Configure a model provider¶

heal works with any OpenAI-compatible endpoint or a pydantic-ai provider string. Set the defaults once; every agent role (triage, locator, vision, rca) inherits them and can be overridden individually. Always confirm with heal doctor — capability is probed, not assumed.

Per-role overrides

Use a cheap fast model for triage and a stronger one for RCA, for example: HEAL_TRIAGE_MODEL=openai/gpt-4.1-nano and HEAL_RCA_MODEL=openai/gpt-4.1. See the configuration reference.

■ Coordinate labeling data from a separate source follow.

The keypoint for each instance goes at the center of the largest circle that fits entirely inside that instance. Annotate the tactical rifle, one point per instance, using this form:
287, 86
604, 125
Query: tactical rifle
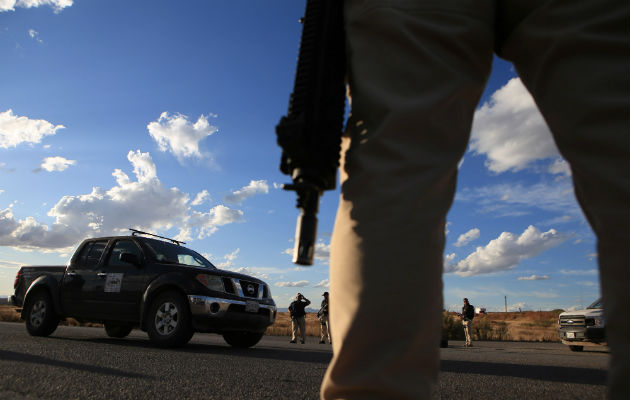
310, 134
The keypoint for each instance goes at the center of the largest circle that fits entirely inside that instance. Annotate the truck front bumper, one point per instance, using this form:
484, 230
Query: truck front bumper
578, 335
213, 314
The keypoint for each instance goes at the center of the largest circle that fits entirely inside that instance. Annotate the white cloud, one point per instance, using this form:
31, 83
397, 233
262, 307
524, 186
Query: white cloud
34, 35
510, 130
467, 237
175, 133
323, 284
201, 198
145, 204
578, 271
228, 259
292, 284
560, 167
52, 164
57, 5
254, 188
505, 252
533, 278
15, 130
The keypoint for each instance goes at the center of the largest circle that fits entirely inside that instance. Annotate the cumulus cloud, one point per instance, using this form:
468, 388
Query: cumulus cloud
578, 271
506, 252
510, 130
201, 198
254, 188
34, 35
533, 278
467, 237
15, 130
144, 203
228, 259
11, 5
175, 133
325, 284
292, 284
52, 164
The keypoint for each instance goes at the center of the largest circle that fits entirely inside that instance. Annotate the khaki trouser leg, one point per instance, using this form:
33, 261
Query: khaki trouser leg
574, 57
405, 137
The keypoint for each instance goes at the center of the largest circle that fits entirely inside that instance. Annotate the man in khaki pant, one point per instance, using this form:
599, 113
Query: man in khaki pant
417, 69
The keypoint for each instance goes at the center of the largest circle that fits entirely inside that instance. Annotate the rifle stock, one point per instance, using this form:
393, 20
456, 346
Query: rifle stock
310, 134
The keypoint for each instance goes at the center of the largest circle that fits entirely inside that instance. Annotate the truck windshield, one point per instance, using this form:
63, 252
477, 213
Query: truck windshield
166, 252
598, 304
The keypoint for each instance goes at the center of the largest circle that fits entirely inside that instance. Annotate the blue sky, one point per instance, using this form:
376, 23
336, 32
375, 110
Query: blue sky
160, 115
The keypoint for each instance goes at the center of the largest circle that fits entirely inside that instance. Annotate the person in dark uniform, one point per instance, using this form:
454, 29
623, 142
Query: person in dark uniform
467, 315
322, 314
298, 317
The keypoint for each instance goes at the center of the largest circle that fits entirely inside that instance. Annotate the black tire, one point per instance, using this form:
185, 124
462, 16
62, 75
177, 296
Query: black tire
242, 339
168, 321
41, 319
117, 331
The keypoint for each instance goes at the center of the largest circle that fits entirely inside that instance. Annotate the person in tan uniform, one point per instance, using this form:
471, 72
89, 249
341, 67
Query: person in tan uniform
416, 71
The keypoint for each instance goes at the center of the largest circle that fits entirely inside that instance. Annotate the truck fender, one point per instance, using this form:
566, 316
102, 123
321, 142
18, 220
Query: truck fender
169, 281
44, 282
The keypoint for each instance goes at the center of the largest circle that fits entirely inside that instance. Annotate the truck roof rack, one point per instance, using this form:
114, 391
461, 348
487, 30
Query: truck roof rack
136, 232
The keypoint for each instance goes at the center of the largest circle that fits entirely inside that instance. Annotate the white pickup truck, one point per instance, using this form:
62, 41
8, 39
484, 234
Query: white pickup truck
583, 327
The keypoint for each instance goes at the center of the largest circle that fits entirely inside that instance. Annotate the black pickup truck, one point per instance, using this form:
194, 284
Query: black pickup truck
146, 282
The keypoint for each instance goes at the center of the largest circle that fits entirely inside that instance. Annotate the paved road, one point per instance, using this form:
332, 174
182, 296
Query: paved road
83, 363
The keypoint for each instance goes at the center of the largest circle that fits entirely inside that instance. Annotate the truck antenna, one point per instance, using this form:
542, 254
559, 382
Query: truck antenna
137, 232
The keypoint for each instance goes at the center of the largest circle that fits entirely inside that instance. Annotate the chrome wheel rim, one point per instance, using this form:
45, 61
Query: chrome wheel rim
166, 318
38, 313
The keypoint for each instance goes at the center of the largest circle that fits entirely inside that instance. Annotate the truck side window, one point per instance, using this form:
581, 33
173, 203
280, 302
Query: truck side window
123, 246
95, 253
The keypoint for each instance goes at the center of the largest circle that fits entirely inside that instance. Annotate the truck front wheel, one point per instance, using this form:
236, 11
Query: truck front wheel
41, 319
169, 323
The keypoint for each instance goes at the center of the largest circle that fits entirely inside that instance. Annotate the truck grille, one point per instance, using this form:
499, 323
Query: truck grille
572, 321
250, 289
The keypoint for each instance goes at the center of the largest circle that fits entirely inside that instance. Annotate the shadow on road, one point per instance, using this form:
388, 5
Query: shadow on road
29, 358
301, 354
587, 376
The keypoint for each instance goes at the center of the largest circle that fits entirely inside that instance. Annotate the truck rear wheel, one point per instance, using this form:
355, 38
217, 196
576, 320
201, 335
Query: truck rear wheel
242, 339
41, 319
169, 323
117, 331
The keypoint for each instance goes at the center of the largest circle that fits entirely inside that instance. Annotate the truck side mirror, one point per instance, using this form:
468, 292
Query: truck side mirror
130, 258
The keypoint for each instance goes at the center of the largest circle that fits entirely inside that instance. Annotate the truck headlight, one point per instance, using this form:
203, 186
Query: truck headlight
212, 282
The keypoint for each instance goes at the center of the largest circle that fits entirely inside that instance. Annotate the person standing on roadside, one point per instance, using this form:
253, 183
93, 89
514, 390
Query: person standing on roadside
298, 317
467, 315
322, 314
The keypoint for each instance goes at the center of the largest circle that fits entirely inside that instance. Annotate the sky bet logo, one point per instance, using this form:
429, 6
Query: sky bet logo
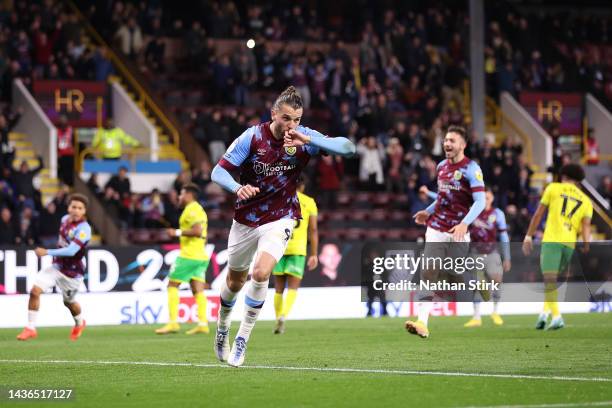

OpenAI / AzureOpenRouterMiniMaxvLLM (self-hosted)Ollama (local)LiteLLM proxy

HEAL_MODEL=openai:gpt-4.1-mini      # pydantic-ai provider string
HEAL_API_KEY=sk-...
# Azure: set HEAL_BASE_URL to your Azure OpenAI endpoint

HEAL_MODEL=openai/gpt-4.1-nano
HEAL_BASE_URL=https://openrouter.ai/api/v1
HEAL_API_KEY=sk-or-...

HEAL_MODEL=MiniMax-M2.5
HEAL_BASE_URL=https://api.minimax.io/v1
HEAL_API_KEY=...

MiniMax's quirks (forced tool_choice) are handled by a built-in profile — heal resolves it to prompted output automatically.

HEAL_MODEL=your-served-model
HEAL_BASE_URL=http://your-vllm-host:8000/v1
HEAL_API_KEY=token-abc          # if your gateway requires one

Strict tool schemas (which vLLM rejects) are stripped automatically.

HEAL_MODEL=qwen2.5
HEAL_BASE_URL=http://localhost:11434/v1
HEAL_API_KEY=ollama

HEAL_MODEL=your-alias
HEAL_BASE_URL=http://your-litellm-proxy:4000
HEAL_API_KEY=sk-...

Verify the endpoint¶

heal doctor --role all

doctor probes tool calling, JSON-schema output, prompted output, and vision, then prints the resolved capabilities and the output mode it will use. If a backend can only do prompted JSON, heal still heals — verification lives in output validators, which work in every mode. See Capability-tiered models for why this matters and how small models compare.